5. Be True to Yourself- It’s a Mutual Agreement
I know, it sounds cheesy, but it’s also really important. It’s important that you get hired for who you are, not who you claim to be on your interview or resume. Speak confidently, but be calm and collected and (maybe most importantly) honest. Ask questions you have about the company and any concerns you have, too. And an interesting piece of advice from a Fashion Editor mentor of mine: dress nicely, but don’t try to look like someone you are not.

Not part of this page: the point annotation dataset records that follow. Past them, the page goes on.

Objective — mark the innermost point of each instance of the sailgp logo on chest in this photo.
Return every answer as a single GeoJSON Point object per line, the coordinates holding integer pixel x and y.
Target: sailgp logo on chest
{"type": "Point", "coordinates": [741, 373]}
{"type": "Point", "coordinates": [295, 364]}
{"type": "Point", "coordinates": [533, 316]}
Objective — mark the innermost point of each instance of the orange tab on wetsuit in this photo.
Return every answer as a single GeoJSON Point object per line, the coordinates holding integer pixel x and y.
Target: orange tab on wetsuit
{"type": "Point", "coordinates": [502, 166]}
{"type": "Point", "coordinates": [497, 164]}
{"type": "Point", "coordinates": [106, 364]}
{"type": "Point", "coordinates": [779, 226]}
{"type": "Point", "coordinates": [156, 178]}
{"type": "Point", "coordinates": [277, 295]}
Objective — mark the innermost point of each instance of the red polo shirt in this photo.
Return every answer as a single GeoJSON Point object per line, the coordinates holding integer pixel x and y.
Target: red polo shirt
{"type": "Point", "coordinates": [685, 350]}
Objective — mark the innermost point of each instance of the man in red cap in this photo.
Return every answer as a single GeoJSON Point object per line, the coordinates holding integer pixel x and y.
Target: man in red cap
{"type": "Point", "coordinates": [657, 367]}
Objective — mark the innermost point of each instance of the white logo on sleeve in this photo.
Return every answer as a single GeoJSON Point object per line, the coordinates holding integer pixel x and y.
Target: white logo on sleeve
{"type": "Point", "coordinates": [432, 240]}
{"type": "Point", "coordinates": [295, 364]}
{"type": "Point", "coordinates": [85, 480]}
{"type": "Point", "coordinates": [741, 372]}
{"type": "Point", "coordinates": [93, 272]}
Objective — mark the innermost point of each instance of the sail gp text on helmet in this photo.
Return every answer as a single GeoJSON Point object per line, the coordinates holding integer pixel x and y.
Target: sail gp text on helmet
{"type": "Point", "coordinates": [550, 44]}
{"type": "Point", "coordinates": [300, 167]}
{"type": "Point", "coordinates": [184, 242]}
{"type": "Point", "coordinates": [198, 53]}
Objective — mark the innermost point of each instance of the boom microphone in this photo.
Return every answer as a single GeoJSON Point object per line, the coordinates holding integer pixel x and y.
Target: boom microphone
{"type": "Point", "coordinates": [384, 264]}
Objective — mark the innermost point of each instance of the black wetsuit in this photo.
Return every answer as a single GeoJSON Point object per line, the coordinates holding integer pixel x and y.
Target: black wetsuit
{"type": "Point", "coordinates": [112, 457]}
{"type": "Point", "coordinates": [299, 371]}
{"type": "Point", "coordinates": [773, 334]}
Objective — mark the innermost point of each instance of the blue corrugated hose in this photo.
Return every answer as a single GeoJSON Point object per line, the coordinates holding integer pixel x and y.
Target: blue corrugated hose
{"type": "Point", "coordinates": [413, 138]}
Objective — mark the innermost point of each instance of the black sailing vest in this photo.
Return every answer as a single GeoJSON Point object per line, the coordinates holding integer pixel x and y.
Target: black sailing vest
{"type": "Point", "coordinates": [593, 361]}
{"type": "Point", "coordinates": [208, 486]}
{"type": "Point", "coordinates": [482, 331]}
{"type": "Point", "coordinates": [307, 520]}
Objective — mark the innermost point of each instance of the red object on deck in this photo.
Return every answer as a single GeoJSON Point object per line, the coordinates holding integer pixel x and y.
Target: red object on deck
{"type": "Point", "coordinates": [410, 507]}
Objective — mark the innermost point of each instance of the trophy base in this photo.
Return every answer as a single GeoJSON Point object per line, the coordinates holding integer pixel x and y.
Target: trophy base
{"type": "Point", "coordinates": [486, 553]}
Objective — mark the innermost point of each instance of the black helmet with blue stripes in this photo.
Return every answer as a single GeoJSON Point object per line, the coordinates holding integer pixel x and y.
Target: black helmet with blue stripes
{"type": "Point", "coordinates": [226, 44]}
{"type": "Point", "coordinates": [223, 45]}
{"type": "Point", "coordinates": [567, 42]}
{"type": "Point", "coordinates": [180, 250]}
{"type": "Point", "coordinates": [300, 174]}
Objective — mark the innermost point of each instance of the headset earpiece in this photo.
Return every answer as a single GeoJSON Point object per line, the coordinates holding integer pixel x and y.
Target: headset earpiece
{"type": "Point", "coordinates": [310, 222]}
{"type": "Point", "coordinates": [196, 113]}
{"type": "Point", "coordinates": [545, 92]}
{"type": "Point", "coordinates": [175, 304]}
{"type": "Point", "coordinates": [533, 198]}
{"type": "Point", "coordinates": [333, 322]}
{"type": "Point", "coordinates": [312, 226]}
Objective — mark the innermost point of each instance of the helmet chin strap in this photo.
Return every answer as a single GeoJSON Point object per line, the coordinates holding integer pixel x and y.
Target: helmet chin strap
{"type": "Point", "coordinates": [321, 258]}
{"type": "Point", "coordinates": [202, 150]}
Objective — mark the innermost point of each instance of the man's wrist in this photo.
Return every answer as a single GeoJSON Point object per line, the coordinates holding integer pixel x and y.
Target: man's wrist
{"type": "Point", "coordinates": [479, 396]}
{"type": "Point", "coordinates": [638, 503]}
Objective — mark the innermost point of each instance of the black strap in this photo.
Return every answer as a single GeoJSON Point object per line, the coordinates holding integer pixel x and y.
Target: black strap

An interview is definitely a chance for the company to see if you’re a good fit, but it’s also a chance for you to decide the same. Far too many people are miserable in their day jobs because the environment is unhealthy, unhappy, or simply not a good match for them.
In order to decide if you really fit in with the company, their employees, and what they stand for, you have to be true to yourself. That way the hirer will get to know you as a person and professional, and you’ll get to know them too.
With the trying times we are living through right now, it is pertinent that new hires are adaptable to company change, different ways of working, and taking on roles and tasks that they might not have originally signed up for. So be ready and willing to try out a different role for a day if it’s needed, bring new ideas to the table in line with our ever changing world. Adaptability is a crucial characteristic looked for by many professional women.
7. Follow Ups
Not required by any means, but was a tip mentioned by more than one of the professional women I spoke with about their hiring process. After an interview, send an email or a handwritten letter. Thank them for taking the time to meet with you, reiterate why you would be a great fit for a job, and show some personality in what you send. Decorate the card, send it with a flower, whatever you do as your followup is great and shows a greater wanting for the position than many others might have.
Landing a job right now is no small task. But there are ways to get your foot in the door, get to know people in the industry, and understand where you and the company stand. And these are all things that will ensure you are looking for jobs that are right for you, while helping you to put your best, most professional (and personal!) foot forward when it comes time to do so.